Harry spähte aus dem Fenster. Es war noch dunkel draußen, und plötzlich fiel ihm wieder ein, dass er die Überreste des Rituals in einen Fluss werfen sollte - in der Morgendämmerung. Auf einmal hellwach, sprang er aus dem Bett und in seine Kleider, sammelte die Kerzen, die Lilien und die Weihrauchschale auf und schlich die Treppen hinunter und aus dem Haus.
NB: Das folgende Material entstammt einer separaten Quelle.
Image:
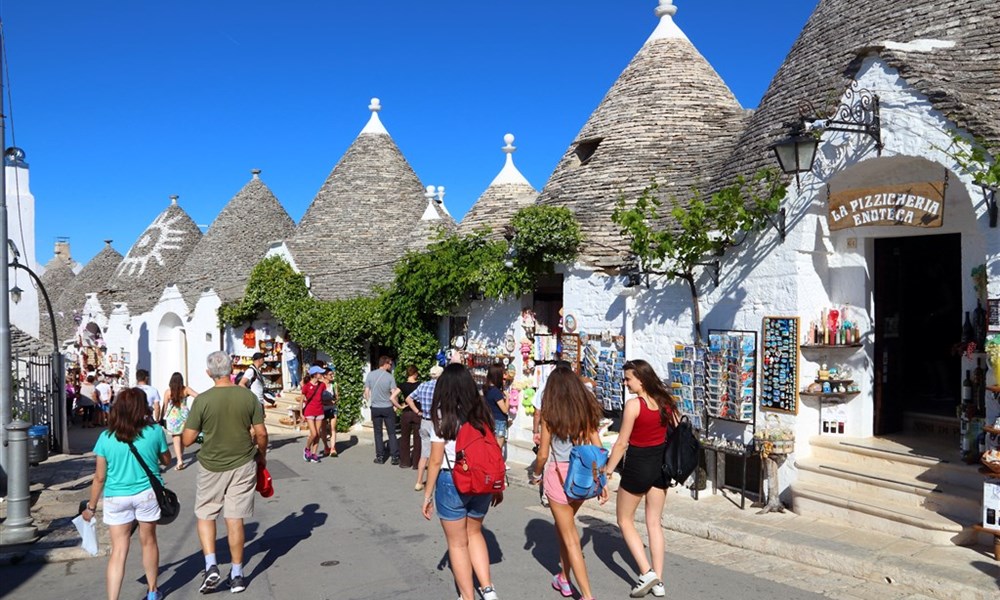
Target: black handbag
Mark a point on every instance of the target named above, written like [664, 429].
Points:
[170, 506]
[680, 456]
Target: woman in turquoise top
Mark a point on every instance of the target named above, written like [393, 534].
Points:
[128, 494]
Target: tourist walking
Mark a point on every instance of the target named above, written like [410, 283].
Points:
[104, 397]
[312, 410]
[177, 399]
[641, 441]
[126, 488]
[570, 417]
[456, 402]
[252, 379]
[152, 395]
[227, 415]
[497, 401]
[409, 423]
[420, 401]
[331, 403]
[87, 402]
[381, 392]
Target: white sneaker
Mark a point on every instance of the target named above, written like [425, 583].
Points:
[489, 593]
[645, 582]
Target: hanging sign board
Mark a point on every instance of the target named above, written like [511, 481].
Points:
[906, 205]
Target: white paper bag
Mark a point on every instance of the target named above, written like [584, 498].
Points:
[88, 533]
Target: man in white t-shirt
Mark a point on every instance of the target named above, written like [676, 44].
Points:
[252, 379]
[152, 396]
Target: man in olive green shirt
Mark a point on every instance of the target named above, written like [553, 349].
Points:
[232, 421]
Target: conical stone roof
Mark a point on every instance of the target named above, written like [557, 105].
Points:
[363, 218]
[57, 279]
[155, 259]
[949, 50]
[94, 277]
[236, 241]
[509, 192]
[668, 116]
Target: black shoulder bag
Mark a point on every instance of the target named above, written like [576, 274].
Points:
[680, 456]
[170, 506]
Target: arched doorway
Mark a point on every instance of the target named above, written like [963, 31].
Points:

Er sah sich um und versuchte, sich zu erinnern, wo der Fluss war. Er wusste, dass es einen gab - aber nicht, ob er nördlich oder südlich des Hauses war. Schließlich kletterte er auf das Stalldach und ließ den Blick umherschweifen, und nach ein paar Sekunden entdeckte er den Fluss hinter dieser kleinen Baumgruppe, die man nicht als Wald bezeichnen konnte, und wenn Harrys Leben davon abhing.

Harry kletterte herunter und machte sich auf den Weg. Nach zwanzig Minuten hatte er das Ufer erreicht und sah hinunter in die Strömung. Dann streckte er die Hände aus und warf alles hinein. Er beobachtete, wie es davon trieb, bis es außer Sicht war. Dann drehte er sich um und ging zurück.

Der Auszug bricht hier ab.